The Huber needle is a specialized medical device designed for repeated and safe access to long-term vascular access devices implanted beneath a patient’s skin. It allows healthcare providers to administer medications, fluids, or draw blood from a central vein over an extended period. This design maintains the integrity of the implanted device, unlike standard needles used for single injections, facilitating ongoing treatments like chemotherapy or long-term antibiotic therapy.
The Non-Coring Design
The distinctive feature of the Huber needle is its “non-coring” tip, engineered to part material rather than cut out a plug of it. Unlike a standard hypodermic needle, which creates a circular cut, the Huber needle has a deflected, or offset, bevel point. This geometry allows the needle to push the silicone septum material aside as it penetrates.
The opening for fluid delivery is located on the side of the needle shaft, slightly back from the tip, which enhances the non-coring action. This design prevents the needle from removing small pieces of rubber or silicone from the port’s internal seal, a process known as coring. Preventing coring preserves the device’s lifespan and prevents complications. Many Huber needles are also constructed with a 90-degree bend, allowing the attached tubing to lie flat against the skin for stability during continuous infusion.

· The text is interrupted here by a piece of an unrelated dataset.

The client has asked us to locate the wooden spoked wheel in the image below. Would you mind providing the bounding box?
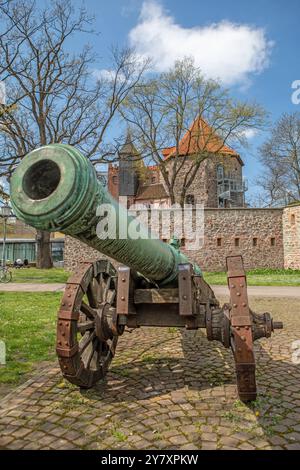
[56,260,123,388]
[227,256,257,402]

Essential Role in Implanted Ports
The primary application for the Huber needle is accessing an implanted vascular access port, often called a Port-A-Cath or IVAD. This port is a small reservoir placed entirely under the skin, connected to a catheter leading into a large central vein. The port’s self-sealing membrane, or septum, is the point of access and is typically made of silicone or rubber.
The septum is designed to withstand a large number of punctures, often between 1,000 and 2,000, to accommodate long-term therapy. If a standard cutting needle were used, it would damage the septum, leading to fluid leakage, device failure, or potentially introducing foreign fragments into the bloodstream. The non-coring design ensures the septum can reseal itself completely after the needle is removed, maintaining a sterile barrier and preventing infection.
Insertion Procedure and Patient Care
Accessing the implanted port with a Huber needle is a procedure performed under strict aseptic technique to prevent infection. A healthcare professional first locates the port and its septum by gentle palpation through the skin. The area is then thoroughly disinfected, often with an alcohol-based chlorhexidine solution, before the needle is inserted.
The needle is inserted perpendicular to the port until the tip reaches the back wall of the reservoir. A topical anesthetic may be applied 30 to 60 minutes prior to minimize discomfort. Once proper placement is confirmed, typically by drawing blood, the port is flushed using a pulsatile, “push-pause” technique to ensure patency and prevent occlusion. The needle is then secured with a sterile dressing and can remain inserted for several days for continuous or intermittent infusions.